You don't have to have a bond with a horse to be able to ride it successfully. You don't have to have a bond to work with a horse. In fact, you don't even have to have seen the horse before in your life to be able to work with it, ride it, or handle it.

Bond is overused and means nothing. Horses are herd animals, and will just as willingly follow a new horse that is showing leadership, as it will the old leader, once they sort things out.

We had horses in training whose owners lived in FL, and we were in MO. They flew in every couple of months, but usually we just saw owners in the month before a show, and then at the show. They knew what they were doing, and our trainer knew what he was doing. Worked well.

Will also throw this in for you to consider.

You do not know who on here might be a boarder at that barn, or might have a friend who is, and also who might know someone there personally.

If you express this opinion elsewhere, to the wrong person, and it gets back to customers, barn owners or the trainer? You will be out of a job. One thing you never ever do is critique your barn, make comments about the owners, or their horses.

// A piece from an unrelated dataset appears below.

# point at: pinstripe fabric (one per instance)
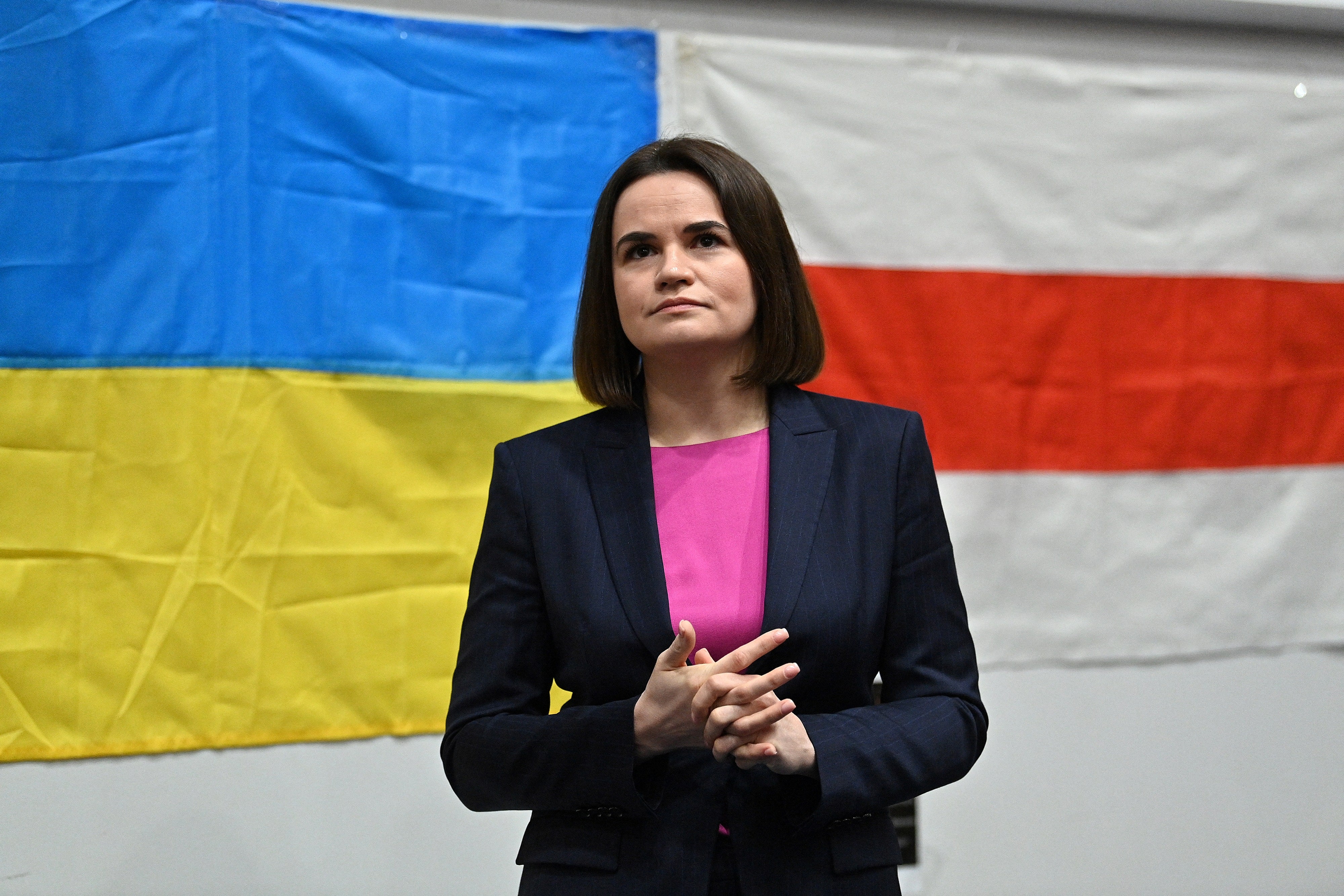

The horse world is a small one, and very easy to get crossways.


----------



## Palomine (Oct 30, 2010)

kimberlyrae1993 said:


> Its there horses and they pay there horses bills... do they have a relationship with there horses like people who take care of them in there own like us NO!! I personally don't feel its right at all.. but they pay the bills and the horse is taken care of right..
> 
> If you have a kid and only hang out with him/her when you "want" but pay all bills and nanny's for them your taking care of them yes but is it right?!?! NO
> 
> ...



And you know this how? For you to take the view that they don't know their horses, nor have a relationship with them, is flawed at best.

The horses recognized their people when they came, and the owners were gifted riders who guided their horses to WC status. And had several at the same time in some cases, all ridden well, and all horses and owners had a good friendship with each other.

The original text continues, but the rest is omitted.